In fact, this applies not only to the Historiographical Institute, and it can also be said about many research institutes both in Japan and abroad. Even institutes of history often do not know much about what other similar institutes are doing. Accordingly in 2002 the Historiographical Institute concluded an exchange agreement with the National Institute of Korean History in South Korea and the Institute of Modern History, Chinese Academy of Social Sciences, in China, which, like the Historiographical Institute, are engaged in research activities centred on the compilation and publication of collections of historical sources. The aim was to hold international conferences at regular intervals centred on these three institutes and thereby share information about the activities of research institutes in their three countries, learn from one another, and cooperate with one another.
This book contains all fifteen papers presented at the 5th International Conference of East Asian Historical Materials Research and Compilation Organizations, which was held on 7–8 November 2016 at the University of Tokyo in line with the above aims. The overall theme was “The Compilation of Asian Historical Sources and Their Transformation into Research Resources,” and the fifteen speakers described the leading-edge approaches being taken at their respective institutes. In contents, the papers were wide-ranging, covering the examination and sorting of historical sources, the compilation of collections of historical sources, public accessibility and utilization of historical sources and research findings, and so on, and there were lively discussions and exchanges of views.
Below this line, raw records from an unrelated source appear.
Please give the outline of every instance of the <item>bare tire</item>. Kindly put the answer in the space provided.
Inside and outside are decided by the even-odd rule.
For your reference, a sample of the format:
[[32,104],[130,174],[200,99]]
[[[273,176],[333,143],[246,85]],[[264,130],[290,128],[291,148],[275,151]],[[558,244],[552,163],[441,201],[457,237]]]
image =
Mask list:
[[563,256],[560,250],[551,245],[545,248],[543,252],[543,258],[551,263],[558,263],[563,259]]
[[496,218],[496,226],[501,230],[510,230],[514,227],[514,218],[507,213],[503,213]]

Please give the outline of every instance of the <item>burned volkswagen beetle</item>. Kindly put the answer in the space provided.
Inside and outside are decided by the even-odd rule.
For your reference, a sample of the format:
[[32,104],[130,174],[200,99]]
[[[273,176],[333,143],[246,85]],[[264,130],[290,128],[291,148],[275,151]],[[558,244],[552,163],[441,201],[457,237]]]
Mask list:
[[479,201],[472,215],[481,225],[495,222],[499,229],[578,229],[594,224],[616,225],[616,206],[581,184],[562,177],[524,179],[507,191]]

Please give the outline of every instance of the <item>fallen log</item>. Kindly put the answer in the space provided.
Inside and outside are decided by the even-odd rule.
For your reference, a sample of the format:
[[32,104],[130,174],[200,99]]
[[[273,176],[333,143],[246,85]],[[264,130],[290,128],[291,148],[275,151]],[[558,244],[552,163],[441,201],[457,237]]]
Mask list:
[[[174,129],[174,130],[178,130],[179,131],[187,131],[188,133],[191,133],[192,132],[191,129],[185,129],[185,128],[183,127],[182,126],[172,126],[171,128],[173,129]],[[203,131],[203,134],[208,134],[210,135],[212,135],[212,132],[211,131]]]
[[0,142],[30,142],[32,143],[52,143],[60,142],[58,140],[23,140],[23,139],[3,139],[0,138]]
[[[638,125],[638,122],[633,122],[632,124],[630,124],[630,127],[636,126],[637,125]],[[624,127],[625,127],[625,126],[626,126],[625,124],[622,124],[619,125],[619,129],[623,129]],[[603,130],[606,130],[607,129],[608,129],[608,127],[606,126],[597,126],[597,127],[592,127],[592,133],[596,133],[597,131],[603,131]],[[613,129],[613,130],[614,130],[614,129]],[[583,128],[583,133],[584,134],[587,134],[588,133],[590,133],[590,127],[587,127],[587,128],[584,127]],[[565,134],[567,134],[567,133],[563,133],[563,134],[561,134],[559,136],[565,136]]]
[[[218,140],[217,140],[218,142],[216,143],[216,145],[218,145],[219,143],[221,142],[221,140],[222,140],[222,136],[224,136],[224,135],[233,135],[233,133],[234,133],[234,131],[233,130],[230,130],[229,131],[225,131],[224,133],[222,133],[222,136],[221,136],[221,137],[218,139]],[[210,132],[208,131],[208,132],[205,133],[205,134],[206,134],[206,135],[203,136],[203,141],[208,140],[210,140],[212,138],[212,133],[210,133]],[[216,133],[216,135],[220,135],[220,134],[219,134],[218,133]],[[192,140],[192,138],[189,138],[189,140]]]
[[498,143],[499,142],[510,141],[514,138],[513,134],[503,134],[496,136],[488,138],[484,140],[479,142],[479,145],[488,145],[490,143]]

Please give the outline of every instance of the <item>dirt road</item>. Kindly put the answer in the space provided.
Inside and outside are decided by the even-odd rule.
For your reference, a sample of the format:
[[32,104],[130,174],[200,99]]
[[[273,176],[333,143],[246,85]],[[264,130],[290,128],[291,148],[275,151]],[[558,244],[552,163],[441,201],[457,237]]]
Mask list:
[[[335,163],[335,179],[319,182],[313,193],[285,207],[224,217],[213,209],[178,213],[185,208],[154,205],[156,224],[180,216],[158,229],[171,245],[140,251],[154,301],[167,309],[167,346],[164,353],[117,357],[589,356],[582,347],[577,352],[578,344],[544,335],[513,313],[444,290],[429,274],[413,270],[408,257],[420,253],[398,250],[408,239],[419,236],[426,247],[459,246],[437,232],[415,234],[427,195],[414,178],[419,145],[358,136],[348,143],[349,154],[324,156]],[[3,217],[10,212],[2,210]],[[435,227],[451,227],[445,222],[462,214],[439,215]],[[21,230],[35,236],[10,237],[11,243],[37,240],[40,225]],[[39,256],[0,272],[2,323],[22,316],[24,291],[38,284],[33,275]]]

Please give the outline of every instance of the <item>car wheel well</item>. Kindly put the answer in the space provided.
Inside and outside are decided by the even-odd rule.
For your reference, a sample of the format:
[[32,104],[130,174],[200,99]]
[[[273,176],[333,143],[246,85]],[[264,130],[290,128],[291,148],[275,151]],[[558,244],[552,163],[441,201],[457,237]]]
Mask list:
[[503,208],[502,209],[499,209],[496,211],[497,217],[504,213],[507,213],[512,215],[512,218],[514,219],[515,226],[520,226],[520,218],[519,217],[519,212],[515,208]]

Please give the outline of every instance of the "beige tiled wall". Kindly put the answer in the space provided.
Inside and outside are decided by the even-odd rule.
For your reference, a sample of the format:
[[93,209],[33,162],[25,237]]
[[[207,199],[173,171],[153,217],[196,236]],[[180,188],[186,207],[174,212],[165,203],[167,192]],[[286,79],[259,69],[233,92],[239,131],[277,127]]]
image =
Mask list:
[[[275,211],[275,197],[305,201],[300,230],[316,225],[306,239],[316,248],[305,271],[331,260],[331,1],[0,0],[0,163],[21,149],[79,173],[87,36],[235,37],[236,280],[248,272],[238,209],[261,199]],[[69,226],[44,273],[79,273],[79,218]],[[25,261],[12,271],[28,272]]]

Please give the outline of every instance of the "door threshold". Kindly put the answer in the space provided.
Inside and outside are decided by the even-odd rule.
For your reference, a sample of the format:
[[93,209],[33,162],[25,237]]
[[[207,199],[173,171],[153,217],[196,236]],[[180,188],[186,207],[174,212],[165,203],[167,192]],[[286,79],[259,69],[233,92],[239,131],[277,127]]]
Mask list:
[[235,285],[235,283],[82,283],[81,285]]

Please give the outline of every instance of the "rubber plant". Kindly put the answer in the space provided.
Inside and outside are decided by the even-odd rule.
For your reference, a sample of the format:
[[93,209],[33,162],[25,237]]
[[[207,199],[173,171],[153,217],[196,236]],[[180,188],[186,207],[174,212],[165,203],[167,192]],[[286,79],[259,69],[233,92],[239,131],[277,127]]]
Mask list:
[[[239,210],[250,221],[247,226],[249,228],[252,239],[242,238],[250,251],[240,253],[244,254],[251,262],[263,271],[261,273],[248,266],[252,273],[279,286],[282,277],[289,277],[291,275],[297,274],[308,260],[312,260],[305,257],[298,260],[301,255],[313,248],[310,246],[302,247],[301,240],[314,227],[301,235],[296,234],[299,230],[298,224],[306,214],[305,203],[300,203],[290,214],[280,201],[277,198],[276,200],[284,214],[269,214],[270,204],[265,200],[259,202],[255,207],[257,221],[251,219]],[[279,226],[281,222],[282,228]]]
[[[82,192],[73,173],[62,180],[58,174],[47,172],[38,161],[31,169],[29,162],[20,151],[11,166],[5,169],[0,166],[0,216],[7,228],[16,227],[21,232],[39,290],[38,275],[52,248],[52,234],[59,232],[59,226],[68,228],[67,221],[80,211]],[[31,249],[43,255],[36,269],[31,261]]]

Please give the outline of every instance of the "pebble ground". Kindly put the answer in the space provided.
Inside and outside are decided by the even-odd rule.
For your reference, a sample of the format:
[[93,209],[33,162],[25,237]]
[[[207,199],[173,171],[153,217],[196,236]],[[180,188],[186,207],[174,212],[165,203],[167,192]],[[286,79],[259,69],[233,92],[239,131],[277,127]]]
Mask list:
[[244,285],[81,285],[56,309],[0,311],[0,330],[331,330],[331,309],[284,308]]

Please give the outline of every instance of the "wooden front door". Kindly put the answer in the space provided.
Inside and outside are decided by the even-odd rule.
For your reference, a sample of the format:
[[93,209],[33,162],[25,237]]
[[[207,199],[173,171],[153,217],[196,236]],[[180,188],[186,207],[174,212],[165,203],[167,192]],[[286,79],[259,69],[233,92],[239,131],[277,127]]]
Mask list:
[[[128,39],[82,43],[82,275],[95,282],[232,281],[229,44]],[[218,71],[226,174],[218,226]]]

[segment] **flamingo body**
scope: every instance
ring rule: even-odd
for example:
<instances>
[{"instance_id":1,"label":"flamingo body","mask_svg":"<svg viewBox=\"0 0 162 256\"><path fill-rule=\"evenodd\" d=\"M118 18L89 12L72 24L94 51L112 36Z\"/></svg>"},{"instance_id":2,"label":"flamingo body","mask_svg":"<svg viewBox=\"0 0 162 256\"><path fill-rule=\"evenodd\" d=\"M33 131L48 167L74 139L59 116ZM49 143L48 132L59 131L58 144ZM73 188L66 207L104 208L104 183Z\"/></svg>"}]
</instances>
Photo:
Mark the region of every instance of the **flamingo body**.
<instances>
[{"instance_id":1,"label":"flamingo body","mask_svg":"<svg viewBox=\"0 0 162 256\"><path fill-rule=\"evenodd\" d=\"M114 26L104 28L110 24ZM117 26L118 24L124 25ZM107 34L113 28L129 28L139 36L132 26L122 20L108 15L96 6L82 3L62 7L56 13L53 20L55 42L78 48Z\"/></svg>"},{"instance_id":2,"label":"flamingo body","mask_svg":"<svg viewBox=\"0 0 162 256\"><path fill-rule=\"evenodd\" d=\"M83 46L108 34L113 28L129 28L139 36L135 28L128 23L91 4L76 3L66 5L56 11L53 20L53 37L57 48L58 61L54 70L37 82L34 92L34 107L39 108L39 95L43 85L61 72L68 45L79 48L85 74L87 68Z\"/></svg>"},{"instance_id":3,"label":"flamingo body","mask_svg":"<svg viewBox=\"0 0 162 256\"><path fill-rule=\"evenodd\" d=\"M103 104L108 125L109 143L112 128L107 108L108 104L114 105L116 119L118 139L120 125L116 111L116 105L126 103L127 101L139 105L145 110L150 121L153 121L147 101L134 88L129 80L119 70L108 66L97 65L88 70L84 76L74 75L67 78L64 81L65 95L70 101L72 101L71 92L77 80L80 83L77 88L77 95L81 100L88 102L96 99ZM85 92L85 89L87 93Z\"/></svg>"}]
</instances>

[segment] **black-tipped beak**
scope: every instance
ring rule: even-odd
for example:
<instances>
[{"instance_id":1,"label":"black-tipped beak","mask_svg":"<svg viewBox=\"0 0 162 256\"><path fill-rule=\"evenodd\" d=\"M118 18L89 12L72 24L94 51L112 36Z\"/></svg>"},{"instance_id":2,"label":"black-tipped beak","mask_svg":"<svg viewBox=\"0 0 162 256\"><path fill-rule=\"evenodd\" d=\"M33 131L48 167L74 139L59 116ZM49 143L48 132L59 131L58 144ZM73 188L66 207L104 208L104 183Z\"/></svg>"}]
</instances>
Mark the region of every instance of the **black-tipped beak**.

An important issue at each conference has been the generation of digital data and its public accessibility, and some large-scale projects being undertaken in each of the three countries were described at this conference. These databases, which are accessible also from overseas, are a great boon, but even researchers often do not know much about those outside their own field of expertise, and this book can also be used as a guide to such databases.
Although the three countries of Japan, China, and Korea spoke different languages in premodern times, they shared culture and history via the medium of Chinese characters and through books. Researchers in these three countries today, too, may not speak one another’s languages, but they are reading the same Chinese-language sources and using the same historical terminology as they pursue their research. For us to engage in meaningful discussion, communicating through the medium of English, for example, can turn out to be a roundabout way of doing things.
For this reason, simultaneous interpreters in Japanese, Chinese, and Korean were used at this conference, and the collection of draft papers was also prepared in these three languages. This book consists of revised versions of these draft papers. In translating the papers, we had the cooperation of overseas students at the University of Tokyo, as well as young academics aspiring to historical research. Through their efforts it has become possible to read in Japanese about the very latest approaches being taken in China and Korea and also to disseminate effectively overseas Japanese research findings.
This is a book highly recommended to all those wondering what a research institute does.